Я задумчиво кивнул. Нечто подобное я слышал много раз — и от военных, и от обывателей. Именно это мне втолковывал генерал Чхон.
— А что привело сюда тебя?
— Хм. Скажем так, я оказался в ситуации, в которой у меня не было иного выхода, — честно произнес я, но счел нужным добавить: — Однако, что касается евразийцев… Я родился в селении под названием Генераторное в Центральной Европе. Когда мне было пятнадцать, мое селение стерли с лица земли нацисты, которым Союз поставлял вооружение. Мои родители погибли от их рук. Так что у меня с этими ублюдками очень серьезные счеты.
— О, мне очень жаль твоих родных. Об этом нам и говорил рекрутер. Если ничего не делать — рано или поздно коммунисты появятся на пороге у каждого из нас. Они остановятся ровно там, где мы их остановим!
Я согласно кивнул.
— Меня немного смущает лишь то, что это приходится делать в составе частной конторы, — поделился своими опасениями я. — Мы ведь солдаты, так? Мы воюем за правое дело.

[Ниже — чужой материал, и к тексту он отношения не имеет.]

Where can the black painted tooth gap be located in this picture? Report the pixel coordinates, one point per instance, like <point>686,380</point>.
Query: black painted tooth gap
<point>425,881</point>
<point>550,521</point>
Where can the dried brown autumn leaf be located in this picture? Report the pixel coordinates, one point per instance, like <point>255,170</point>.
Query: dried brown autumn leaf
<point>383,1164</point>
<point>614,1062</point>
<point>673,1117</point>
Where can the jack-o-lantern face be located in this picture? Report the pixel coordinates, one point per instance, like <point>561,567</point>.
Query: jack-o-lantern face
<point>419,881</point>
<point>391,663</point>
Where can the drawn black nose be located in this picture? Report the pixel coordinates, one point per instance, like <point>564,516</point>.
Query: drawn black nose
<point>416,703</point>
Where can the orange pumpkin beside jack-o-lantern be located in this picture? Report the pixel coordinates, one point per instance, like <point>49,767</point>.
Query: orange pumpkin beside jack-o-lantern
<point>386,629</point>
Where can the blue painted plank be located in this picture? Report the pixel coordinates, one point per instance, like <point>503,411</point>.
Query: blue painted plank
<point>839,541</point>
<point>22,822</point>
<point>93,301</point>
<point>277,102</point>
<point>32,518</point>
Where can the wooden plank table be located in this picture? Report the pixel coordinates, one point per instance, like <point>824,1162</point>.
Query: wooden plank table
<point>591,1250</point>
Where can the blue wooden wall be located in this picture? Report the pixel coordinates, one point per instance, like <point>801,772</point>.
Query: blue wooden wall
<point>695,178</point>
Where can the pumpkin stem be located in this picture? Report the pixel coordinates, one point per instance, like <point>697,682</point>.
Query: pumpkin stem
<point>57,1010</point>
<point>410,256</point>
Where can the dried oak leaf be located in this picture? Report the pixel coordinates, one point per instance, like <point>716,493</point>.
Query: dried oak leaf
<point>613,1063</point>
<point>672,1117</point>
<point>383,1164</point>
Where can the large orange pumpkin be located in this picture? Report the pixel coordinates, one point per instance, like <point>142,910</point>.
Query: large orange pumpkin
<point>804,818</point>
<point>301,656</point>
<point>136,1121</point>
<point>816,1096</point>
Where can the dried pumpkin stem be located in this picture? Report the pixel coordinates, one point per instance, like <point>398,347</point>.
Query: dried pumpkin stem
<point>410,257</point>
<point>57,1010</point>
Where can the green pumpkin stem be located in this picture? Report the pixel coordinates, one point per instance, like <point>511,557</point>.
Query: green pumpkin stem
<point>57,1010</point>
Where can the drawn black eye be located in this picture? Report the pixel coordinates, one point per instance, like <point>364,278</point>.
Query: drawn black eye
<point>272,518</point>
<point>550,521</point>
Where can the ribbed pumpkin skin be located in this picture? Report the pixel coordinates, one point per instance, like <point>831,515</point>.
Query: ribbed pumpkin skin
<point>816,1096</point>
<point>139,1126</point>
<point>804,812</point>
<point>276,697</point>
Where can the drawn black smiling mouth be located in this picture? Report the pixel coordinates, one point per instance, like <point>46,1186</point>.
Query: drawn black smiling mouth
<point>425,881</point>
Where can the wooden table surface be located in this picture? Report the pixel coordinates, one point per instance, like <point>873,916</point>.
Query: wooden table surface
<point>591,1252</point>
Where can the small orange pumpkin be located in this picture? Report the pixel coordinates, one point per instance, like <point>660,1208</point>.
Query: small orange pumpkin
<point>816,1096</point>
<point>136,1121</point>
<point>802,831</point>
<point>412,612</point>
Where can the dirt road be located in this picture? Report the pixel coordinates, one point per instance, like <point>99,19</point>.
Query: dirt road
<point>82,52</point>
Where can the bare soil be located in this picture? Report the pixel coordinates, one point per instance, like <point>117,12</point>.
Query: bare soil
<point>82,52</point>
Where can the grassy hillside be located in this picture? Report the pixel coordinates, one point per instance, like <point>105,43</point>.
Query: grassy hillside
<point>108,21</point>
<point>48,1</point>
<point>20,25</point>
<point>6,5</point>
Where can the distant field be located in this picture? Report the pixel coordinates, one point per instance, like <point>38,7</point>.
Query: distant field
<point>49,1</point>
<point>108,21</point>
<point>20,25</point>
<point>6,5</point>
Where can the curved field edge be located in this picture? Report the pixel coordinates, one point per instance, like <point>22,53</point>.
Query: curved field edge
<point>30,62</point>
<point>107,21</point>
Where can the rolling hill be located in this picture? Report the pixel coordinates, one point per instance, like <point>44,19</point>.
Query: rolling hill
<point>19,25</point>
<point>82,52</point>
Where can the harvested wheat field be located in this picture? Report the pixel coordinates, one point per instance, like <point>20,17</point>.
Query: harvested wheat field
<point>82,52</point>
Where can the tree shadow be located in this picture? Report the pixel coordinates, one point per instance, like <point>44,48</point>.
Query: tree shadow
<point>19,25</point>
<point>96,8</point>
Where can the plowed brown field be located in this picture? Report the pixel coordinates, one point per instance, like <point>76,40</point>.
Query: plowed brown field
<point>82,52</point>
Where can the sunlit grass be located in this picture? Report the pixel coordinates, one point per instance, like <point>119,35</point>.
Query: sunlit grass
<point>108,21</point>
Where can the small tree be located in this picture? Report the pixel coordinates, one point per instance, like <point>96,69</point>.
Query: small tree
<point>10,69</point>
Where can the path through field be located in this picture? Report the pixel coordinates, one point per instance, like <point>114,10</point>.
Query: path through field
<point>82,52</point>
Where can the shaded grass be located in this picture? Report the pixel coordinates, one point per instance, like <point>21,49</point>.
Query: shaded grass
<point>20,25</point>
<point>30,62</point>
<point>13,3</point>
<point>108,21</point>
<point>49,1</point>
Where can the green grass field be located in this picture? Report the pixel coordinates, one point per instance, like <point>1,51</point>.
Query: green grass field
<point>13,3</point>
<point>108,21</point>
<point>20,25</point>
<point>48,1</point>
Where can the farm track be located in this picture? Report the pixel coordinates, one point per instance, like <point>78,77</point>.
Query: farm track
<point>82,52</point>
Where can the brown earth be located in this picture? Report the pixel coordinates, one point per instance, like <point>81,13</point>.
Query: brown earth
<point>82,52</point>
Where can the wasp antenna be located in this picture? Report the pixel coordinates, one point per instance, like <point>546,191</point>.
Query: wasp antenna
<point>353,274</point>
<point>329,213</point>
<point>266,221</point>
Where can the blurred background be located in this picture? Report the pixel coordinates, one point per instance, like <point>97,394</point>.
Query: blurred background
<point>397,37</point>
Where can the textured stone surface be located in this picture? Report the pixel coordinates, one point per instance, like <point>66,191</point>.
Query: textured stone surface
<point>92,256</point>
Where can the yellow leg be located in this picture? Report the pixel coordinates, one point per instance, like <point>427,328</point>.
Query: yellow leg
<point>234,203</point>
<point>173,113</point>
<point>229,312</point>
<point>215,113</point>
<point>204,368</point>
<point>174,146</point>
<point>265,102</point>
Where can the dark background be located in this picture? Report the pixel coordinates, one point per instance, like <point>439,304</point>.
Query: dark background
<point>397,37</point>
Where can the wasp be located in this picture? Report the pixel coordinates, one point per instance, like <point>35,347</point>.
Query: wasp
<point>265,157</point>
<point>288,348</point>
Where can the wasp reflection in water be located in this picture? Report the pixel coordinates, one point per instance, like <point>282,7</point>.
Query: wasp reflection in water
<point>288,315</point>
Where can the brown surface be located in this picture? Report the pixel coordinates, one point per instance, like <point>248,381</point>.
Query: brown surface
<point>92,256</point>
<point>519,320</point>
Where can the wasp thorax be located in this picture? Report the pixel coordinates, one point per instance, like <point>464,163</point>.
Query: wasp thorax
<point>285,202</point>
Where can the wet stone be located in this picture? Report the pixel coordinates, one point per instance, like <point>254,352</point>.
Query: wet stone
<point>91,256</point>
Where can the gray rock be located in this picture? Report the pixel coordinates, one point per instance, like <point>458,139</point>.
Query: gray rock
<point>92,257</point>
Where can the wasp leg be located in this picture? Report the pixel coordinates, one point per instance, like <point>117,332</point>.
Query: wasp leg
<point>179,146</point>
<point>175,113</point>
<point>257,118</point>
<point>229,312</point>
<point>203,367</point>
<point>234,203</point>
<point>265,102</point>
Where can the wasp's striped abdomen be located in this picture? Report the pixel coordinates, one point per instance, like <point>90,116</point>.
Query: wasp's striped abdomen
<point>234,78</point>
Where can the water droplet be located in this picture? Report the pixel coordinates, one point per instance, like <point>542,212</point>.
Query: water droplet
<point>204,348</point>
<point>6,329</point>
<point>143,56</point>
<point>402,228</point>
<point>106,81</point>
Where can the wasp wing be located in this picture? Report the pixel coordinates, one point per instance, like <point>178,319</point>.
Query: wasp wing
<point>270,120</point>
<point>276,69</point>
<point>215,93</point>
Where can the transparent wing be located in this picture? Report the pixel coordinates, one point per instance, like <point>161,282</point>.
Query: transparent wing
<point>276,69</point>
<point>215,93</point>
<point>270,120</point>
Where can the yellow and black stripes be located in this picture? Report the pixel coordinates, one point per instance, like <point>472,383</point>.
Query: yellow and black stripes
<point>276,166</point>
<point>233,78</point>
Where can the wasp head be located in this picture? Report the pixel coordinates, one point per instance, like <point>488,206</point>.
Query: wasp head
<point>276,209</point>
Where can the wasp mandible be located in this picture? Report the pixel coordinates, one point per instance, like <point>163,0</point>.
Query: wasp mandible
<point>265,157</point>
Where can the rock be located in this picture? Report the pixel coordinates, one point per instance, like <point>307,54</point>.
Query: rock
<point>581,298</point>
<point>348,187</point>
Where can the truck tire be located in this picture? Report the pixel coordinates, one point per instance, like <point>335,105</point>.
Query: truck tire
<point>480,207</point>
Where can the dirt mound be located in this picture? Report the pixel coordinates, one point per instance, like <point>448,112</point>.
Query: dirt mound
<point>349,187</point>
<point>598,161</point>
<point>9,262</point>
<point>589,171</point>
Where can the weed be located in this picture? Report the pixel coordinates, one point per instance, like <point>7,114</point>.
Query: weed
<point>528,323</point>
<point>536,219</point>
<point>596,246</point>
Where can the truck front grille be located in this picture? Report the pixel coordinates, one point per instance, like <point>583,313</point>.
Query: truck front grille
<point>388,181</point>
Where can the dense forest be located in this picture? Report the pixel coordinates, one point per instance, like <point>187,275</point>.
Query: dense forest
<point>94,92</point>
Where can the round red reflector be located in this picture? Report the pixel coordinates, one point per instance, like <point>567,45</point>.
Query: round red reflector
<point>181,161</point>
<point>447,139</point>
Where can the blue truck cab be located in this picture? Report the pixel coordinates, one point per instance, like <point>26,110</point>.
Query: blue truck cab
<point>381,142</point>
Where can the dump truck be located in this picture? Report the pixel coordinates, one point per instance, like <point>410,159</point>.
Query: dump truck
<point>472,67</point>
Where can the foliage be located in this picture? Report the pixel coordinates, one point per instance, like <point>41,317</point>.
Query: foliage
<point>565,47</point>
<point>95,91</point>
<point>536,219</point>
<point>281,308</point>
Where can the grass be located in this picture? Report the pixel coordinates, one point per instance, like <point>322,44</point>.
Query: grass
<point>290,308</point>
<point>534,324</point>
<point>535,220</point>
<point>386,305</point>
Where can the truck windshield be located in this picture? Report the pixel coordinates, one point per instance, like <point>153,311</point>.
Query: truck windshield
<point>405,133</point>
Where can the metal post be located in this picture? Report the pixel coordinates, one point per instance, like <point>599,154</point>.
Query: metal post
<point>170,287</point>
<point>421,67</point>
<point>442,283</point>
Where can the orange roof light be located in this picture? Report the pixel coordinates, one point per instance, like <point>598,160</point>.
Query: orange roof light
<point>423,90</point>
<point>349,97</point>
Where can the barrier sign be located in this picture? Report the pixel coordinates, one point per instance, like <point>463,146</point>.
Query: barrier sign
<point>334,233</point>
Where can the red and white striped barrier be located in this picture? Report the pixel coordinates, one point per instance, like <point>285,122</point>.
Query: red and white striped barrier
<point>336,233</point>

Но мы будем носить чертовы черные комбинезоны и прятаться в тени.
— Понимаю, о чем ты, — Хэнк благожелательно кивнул. — Я рубака, такой же как ты. Но это политика. Мы не можем поменять правил этой игры.
Пока мы общались, самолет взмыл вверх и начал стремительно набирать высоту, удаляясь от Сиднея. Очень скоро под нами был лишь бескрайний простор океана. Взглянув на своего соседа, я увидел, что он, как и я, неплохо переносит перегрузку. Морпехам наверняка часто приходится летать на конвертах и вертушках.
— Ты хоть знаешь, куда мы летим? Что это за Грей-Айленд?
— Это место, где находится учебка. Больше никто ничего не знает.
— Долго мы там пробудем?
— Без понятия. Знаешь, что? Раз мы все равно ни хрена не знаем, я предлагаю вздремнуть. Не удивлюсь, если нам там устроят какое-то испытание, едва мы сойдем с борта. Мой рекрутер шепнул, что учебка — это адское место. Ха! Не то, чтобы старину Хэнка можно было напугать такими словечками после восьми лет в Корпусе морской пехоты!